How do delivery services like Grubhub and Seamless make a profit?
How do delivery services like Grubhub and Seamless make a profit?
Finding a restaurant that delivers, say, Chinese food is a lot easier in the Internet age. Online services allow you to enter your address, pull up the menus for local restaurants and place an order. Now, two of the better known food-ordering services are breaking bread together, as GrubHub and Seamless merge.
Ordering food to-go is big business. In 2011, Americans spent $69 billion on take-out, according to Grubhub CEO Matt Maloney.
“Almost all of it was placed over the phone. From paper menus,” says Maloney.
His counterpart, Seamless CEO Jonathan Zabusky, agrees.

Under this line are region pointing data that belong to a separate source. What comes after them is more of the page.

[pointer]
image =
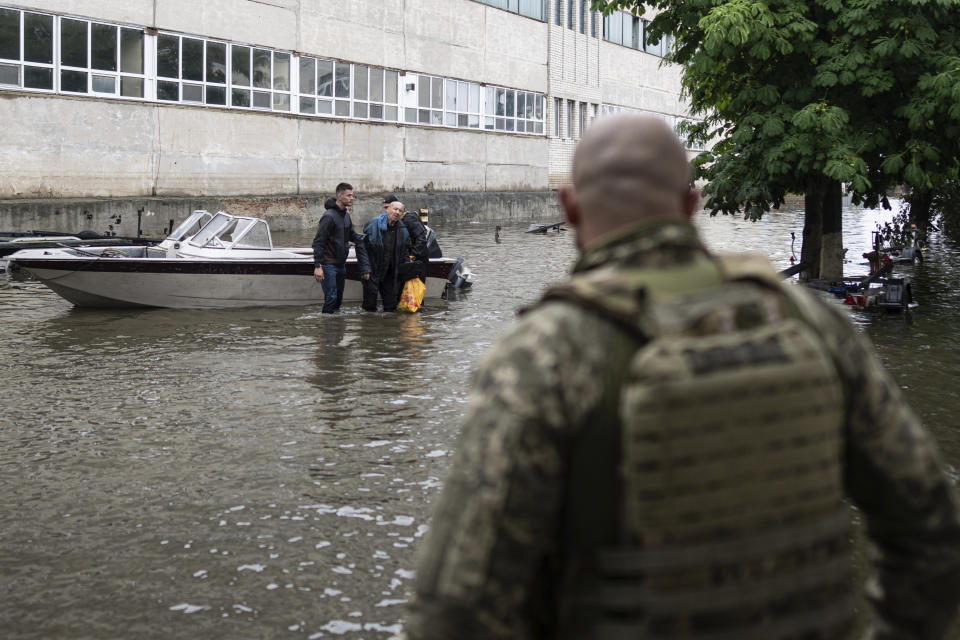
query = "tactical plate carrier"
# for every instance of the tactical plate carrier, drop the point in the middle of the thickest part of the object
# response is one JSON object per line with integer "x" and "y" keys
{"x": 724, "y": 517}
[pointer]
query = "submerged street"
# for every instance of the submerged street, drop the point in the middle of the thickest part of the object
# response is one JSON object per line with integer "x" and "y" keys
{"x": 266, "y": 473}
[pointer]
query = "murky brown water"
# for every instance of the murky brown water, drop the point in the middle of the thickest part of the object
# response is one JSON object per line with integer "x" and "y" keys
{"x": 268, "y": 473}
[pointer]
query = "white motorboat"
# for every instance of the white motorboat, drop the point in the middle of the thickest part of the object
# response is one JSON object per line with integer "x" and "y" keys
{"x": 209, "y": 261}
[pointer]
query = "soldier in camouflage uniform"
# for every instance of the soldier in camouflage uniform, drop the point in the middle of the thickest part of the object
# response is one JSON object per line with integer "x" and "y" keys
{"x": 663, "y": 447}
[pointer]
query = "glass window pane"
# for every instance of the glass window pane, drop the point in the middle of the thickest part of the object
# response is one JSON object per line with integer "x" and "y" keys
{"x": 131, "y": 87}
{"x": 10, "y": 36}
{"x": 37, "y": 39}
{"x": 342, "y": 87}
{"x": 376, "y": 85}
{"x": 168, "y": 91}
{"x": 240, "y": 66}
{"x": 103, "y": 47}
{"x": 325, "y": 78}
{"x": 216, "y": 95}
{"x": 73, "y": 43}
{"x": 423, "y": 91}
{"x": 217, "y": 63}
{"x": 261, "y": 99}
{"x": 451, "y": 101}
{"x": 261, "y": 71}
{"x": 131, "y": 51}
{"x": 533, "y": 9}
{"x": 193, "y": 92}
{"x": 240, "y": 98}
{"x": 168, "y": 56}
{"x": 308, "y": 77}
{"x": 38, "y": 78}
{"x": 75, "y": 81}
{"x": 474, "y": 98}
{"x": 104, "y": 84}
{"x": 390, "y": 82}
{"x": 436, "y": 93}
{"x": 462, "y": 90}
{"x": 192, "y": 59}
{"x": 360, "y": 80}
{"x": 10, "y": 74}
{"x": 281, "y": 73}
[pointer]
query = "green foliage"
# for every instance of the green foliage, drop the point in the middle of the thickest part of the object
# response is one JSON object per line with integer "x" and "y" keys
{"x": 794, "y": 93}
{"x": 898, "y": 232}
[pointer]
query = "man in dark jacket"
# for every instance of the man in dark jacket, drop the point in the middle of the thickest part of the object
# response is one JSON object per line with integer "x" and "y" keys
{"x": 331, "y": 245}
{"x": 393, "y": 238}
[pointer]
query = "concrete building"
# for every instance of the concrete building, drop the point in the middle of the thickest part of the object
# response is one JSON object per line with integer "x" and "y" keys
{"x": 140, "y": 105}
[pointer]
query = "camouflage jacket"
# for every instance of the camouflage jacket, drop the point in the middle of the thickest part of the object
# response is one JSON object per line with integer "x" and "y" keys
{"x": 489, "y": 567}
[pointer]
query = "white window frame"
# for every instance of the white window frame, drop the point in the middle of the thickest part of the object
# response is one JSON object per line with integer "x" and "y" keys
{"x": 21, "y": 63}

“Our competition is the paper menu. Because less than 5 percent of U.S. diners use services like ours to order take-out,” says Zabusky.
Together, GrubHub and Seamless expect to take a bigger bite out of that market. Peter Krasilovsky is an analyst with the research firm BIA/Kelsey.
“As smartphones become part of the culture and everybody has their credit card kept inside their phones, and they’re able to even keep tabs on what kind of tips they want to give people automatically, this is going to become really big,” says Krasilovsky.
GrubHub and Seamless provide their services to consumers for free. Restaurants pick up the tab. To participate, restaurants pay at least 10 percent from each order. Some pay more.
“If you have a pizza place, say they’re willing to give 10 percent for the incremental business, and then you have a sub shop down the street. Well, they’re willing to give eleven percent. And so we create this local competitive marketplace,” says Maloney.
Restaurants that pay more get listed higher in search results. Though Maloney says the rankings are also set by customer reviews. And he tells restaurant owners that he doesn’t want to eat their lunch. That is, profit-wise.
He reassures owners, “We don’t make a dime unless you make a dollar.”
Analysts say the combined company could prove attractive to Wall Street. Many observers say the merged company stands a better chance of going public in the future.